In his review of Micheal Haneke's The White Ribbon, Roger Ebert wrote about how, unlike westerners, people in Asia or Africa are largely complacent about tragedy. "There is more resignation when terrible things happen," he wrote.
But Mohammad Rasoulof's Golden Bear winner There Is No Evil (2021) shows people outside the West suffering despite this complacency.
There Is No Evil comprises of four segments — each can be a short film, but this is not a Netflix anthology, thankfully — centred around the theme of the death penalty in Iran and the moral guilt (or lack thereof) in the people involved with the practice.
The film showcases the sentiments of nationals who aren't inherently vengeful but have made their peace with capital punishments taking place amidst them, just like one would tolerate a nasty sibling. The first short, at its 32nd minute, gives us perhaps the most disturbing 30 seconds this kind of a film can offer. It jerks us from the lull of everyday domesticity into horror so violently, that the flash leaves us with no time to recollect the rationality and the reasoning we delude ourselves with in order to tolerate such 'lawful' violence.
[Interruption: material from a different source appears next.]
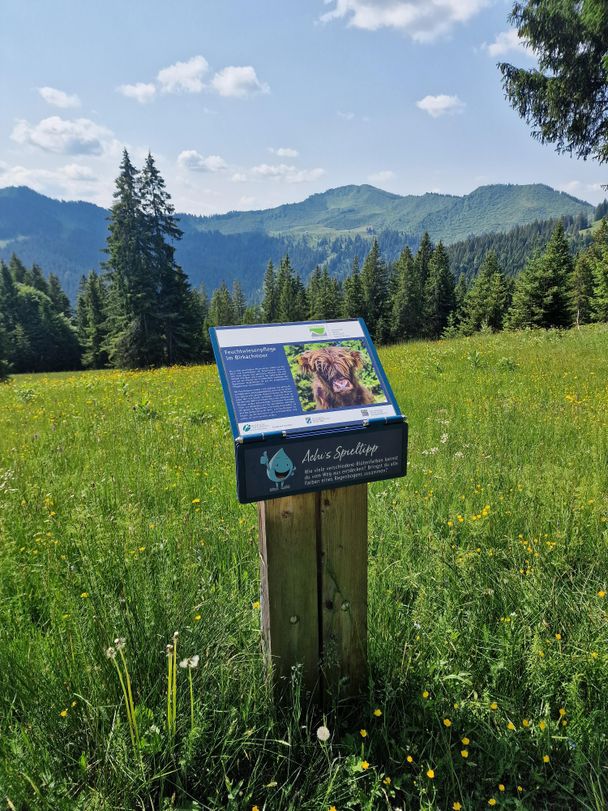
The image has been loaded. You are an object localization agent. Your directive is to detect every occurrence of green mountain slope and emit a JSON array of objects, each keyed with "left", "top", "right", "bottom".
[{"left": 0, "top": 183, "right": 594, "bottom": 299}]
The segments also reflect various mental stages of a person (all men, in this case) involved in delivering the death penalty. The first short highlights a kind of middle-age resignation, an inertia, with the practice; the second endorses youthful rebellion, however aimless; the final two shorts hinge on the short and long-term consequences of exercising (or shunning) moral strength.
Saying more would be spoiling the film. It would be better to talk about the context in which I saw the film. There has been a string of arrests in Iran recently of some of the most internationally-renowned Iranian filmmakers, including Jafar Panahi and Mohammad Rasoulof himself. At this moment, certain jails are doused in the spirit of creative defiance.
Under this context, the moral dilemma of There Is No Evil becomes chillingly prescient. In all four segments of the film, while subservience to authority is met with abhorrence or ritualistic repentance, defying the same has yielded no peace or appreciation. Unlike the saviours of western cinema — from superheroes to war heroes — here, the men who refuse to pull the plug on someone's life are denied any celebration for their act.
Why resist then? The answer is simple for Ebert's westerners: we all carry a moral weight of our choices; there is no room for ambiguity here. That's why Schindler's List feels like such a simplistic film. It makes us all feel we are all on the right side of history. But in the East, we are used to the kind of moral transgressions that the West considers infrangible.
So, in the third world where many moral transgressions don't carry much weight, should refusing to facilitate capital punishment, in a system where life is disposable anyway, be called heroism? Besides, individuals anywhere, shouldn't have to carry the burden of morality completely by themselves; individuals who do pull that fatal plug can be excused, for they are just pawns in an idealistic game to chase moral perfection in society.
Or is the true motive of the 'heroes' of There Is No Evil something beyond the scope of unfussy western ethics? For these men, the refusal to participate in the ultimate, most physical show of power by a regime, is a subtle act of anarchy, born out of the impotence that citizens of all despotic regimes suffer from. It's the way to have their voices heard, to feel some freedom and to communicate the anger of the damned.
We can assume that Mohammad Rasoulof wants us to view his people without such complexities. Iran may have had a history of dispatching men who were barely men, to clear minefields during the decade-long Iran-Iraq war, but there is no deadness in its people. Many care. It is carelessness that is the true evil.